Orçamentos grandes empresas cortam 15% nas TI em 2009

Publicado em 30/03/2010 12:47 em Destaques

As grandes empresas cortaram este ano 15% nas despesas em tecnologias de informação (TI) nos orçamentos para 2009 mas os seus CIO (administradores responsáveis pelas TI) afirmam que o actual contexto económico é uma oportunidade de afirmação do valor daquelas tecnologias, segundo um relatório da Capgemini Consulting.



Na quarta edição do «Global CIO Report», baseado em 490 entrevistas presenciais a CIO de grandes empresas de 14 países da Europa, Ásia e América do Norte, aquela consultora salienta que o actual modelo de TI irá a breve prazo confrontar-se com alguns desafios provenientes do grande desenvolvimento das tecnologias e dos modelos de negócio gerados em torno de novos paradigmas tecnológicos.
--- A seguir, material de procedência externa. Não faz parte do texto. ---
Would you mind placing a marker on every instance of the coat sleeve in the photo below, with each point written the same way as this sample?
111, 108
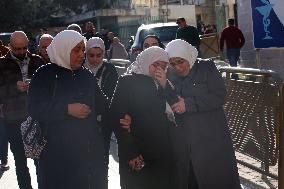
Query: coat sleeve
42, 104
215, 96
119, 107
110, 81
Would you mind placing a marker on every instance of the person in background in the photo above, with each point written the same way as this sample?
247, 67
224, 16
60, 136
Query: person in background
234, 42
145, 149
117, 50
74, 27
42, 31
187, 33
44, 42
16, 69
107, 77
104, 37
151, 40
104, 72
204, 155
64, 97
90, 31
209, 29
148, 41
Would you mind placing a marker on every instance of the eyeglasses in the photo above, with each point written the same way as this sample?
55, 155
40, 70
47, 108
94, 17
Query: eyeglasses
163, 66
177, 62
19, 48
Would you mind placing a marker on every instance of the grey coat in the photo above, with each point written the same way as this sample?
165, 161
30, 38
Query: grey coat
203, 139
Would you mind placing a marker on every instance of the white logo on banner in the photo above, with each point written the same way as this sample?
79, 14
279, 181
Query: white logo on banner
278, 9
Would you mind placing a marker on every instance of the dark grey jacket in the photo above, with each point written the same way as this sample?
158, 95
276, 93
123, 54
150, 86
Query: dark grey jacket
203, 129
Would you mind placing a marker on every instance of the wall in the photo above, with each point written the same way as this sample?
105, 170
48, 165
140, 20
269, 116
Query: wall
269, 58
186, 11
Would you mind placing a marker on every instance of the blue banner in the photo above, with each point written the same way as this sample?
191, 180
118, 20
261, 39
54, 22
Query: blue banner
268, 23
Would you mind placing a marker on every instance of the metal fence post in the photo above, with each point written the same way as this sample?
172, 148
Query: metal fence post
281, 142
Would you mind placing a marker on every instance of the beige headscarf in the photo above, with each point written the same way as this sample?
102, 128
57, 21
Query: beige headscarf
148, 57
60, 48
182, 49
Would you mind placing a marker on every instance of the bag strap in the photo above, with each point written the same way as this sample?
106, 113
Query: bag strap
45, 127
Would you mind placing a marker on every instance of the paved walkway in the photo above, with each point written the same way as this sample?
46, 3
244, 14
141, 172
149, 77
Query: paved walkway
249, 179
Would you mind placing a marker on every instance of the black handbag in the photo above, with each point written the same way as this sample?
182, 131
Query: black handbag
33, 138
34, 135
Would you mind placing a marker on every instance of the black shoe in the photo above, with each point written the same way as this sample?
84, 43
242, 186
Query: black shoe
4, 167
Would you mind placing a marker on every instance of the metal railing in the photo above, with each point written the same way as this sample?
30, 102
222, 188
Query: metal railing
255, 113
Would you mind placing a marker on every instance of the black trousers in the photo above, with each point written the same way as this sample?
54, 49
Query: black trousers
17, 148
3, 143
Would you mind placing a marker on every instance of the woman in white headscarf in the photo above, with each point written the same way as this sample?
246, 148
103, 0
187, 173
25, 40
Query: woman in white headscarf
144, 150
204, 155
65, 98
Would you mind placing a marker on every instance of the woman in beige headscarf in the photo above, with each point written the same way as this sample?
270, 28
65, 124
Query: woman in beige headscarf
65, 98
204, 152
144, 151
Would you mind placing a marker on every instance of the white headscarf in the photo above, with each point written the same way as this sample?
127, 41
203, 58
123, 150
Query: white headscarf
182, 49
60, 48
148, 57
94, 42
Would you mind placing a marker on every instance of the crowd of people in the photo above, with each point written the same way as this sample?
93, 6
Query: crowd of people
165, 111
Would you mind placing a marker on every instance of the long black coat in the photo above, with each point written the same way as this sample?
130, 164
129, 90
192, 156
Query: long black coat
137, 95
73, 157
204, 136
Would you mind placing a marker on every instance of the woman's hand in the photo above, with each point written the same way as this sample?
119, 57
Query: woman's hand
179, 107
126, 122
137, 163
160, 76
79, 110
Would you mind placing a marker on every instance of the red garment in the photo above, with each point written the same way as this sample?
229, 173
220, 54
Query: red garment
233, 36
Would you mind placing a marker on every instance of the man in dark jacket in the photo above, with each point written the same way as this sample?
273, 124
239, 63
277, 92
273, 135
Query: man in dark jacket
16, 68
187, 33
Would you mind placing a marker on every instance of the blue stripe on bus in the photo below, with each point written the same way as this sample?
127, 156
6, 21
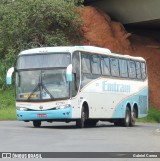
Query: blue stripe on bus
65, 113
142, 105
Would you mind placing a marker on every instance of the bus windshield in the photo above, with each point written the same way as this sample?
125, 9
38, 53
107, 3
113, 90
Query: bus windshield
42, 77
42, 85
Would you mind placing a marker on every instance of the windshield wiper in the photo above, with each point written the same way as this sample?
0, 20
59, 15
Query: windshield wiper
35, 89
47, 91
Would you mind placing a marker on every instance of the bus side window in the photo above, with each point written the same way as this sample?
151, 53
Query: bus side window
76, 73
138, 70
95, 64
123, 68
143, 70
132, 69
114, 67
105, 66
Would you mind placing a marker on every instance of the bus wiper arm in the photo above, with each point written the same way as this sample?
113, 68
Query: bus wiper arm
47, 91
35, 89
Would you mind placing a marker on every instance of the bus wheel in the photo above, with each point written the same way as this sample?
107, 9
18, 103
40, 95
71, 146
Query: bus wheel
80, 122
133, 117
118, 122
36, 123
91, 123
126, 120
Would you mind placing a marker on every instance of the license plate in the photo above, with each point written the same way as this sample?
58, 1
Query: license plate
41, 115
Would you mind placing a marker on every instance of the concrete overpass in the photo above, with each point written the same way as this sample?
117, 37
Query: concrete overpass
140, 13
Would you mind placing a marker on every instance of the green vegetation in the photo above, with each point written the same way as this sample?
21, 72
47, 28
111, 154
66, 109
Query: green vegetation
7, 105
153, 116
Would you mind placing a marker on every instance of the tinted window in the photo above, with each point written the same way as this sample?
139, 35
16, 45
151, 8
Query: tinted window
138, 70
132, 69
76, 73
95, 64
123, 68
143, 70
86, 68
114, 67
105, 66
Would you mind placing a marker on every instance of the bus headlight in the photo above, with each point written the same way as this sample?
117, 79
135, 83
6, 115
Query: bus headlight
63, 106
21, 108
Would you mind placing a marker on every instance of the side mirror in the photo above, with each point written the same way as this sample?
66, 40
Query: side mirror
69, 73
9, 76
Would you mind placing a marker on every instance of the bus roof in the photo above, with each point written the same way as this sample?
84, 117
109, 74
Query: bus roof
71, 49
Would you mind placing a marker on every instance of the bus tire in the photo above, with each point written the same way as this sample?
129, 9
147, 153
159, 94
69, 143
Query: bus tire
81, 122
127, 119
37, 123
133, 117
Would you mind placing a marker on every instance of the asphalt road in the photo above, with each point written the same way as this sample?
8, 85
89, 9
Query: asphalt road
16, 136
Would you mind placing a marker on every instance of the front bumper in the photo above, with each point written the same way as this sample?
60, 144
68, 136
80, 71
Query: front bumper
58, 114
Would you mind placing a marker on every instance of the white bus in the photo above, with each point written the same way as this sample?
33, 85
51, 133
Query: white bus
81, 83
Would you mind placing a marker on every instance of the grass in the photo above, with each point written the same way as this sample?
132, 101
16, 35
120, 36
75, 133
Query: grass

Mais de metade (55%) dos CIO inquiridos afirmaram ter como principal prioridade os projectos de TI que mais podem contribuir para o desenvolvimento e crescimento do negócio, enquanto 34% disseram priorizar os projectos relacionados com as vantagens oferecidas pelas nova condições do mercado.



Segundo a Capgemini Consulting, o próximo desafio a nível de inovação será a gestão do ciclo de vida da informação, o que implicará um novo modelo de governação que permita às empresas usufruirem da informação acumulada.



Entre as medidas para minimizar os efeitos dos cortes orçamentais, os CIO ouvidos citaram a renegociação de contratos com fornecedores (67%), o recurso a serviços de «outsourcing», a aceleração de projectos com elevado impacto nos negócios (55%), a prioridade a projectos com retorno antecipado do investimento (55%) e a reorganização das funções de TI (41%).



O inquérito da Capgemini identicou três tendências na perspectiva das organizações inquiridas perante as tecnologias da informação, uma de gestão da TI como uma utility pura (em 24% dos casos), outra de integração das TI em pacotes para fornecerem um serviço de apoio ao negócio (39%) e uma terceira visão, de «Business Technology», em que as TI são encaradas como um factor fundamental na liderança da informação (37%).



A Capgemi Consulting assinala que é na banca, seguros, media e telecomunicações que as funções de TI com perfil «Business Technology» assumem maior relevo e defende que as empresas que quiserem ser vencedoras na área das tecnologias («Digital Winners»)deverão adoptar este perfil.



Observa que as companhias com o perfil «Business Technology» se adaptaram mais facilmente às circunstâncias decorrentes da recessão económica.



A grande maioria (91%) dos CIO ouvidos afirmou que os projectos tecnológicos são priorizados de acordo com a estratégia de negócios e o respectivo impacto económico e 93% dos inquiridos afirmaram que as funções tecnológicas se apoiam em indicadores para melhor entenderem a disponibilidade da infra-estrutura tecnológica e das aplicações empresariais.



Entre os CIO que responderam, 87% indicou que têm planos estratégicos a três anos para a área das TI e 68% têm níveis de serviços de TI definidos para cada uma das áreas da sociedade.



A maioria dos CIO disse estar a avaliar a possibilidade de aproveitar a Web 2.0 e redes sociais como oportunidades para aumentarem o valor dos seus negócios.



O relatório da Capgemini Consulting aponta para um novo modelo de suporte à competitividade centrado na informação.



Aquela consultora especialista em tecnologias observa que o valor da informação «ainda é um território por explorar».



Adianta que, embora a maioria dos utilizadores de tecnologia nas organizações reconhece as vantagens de um acesso rápido a informação rigorosa e relevante, ainda é necessária uma profunda alteração de comportamentos.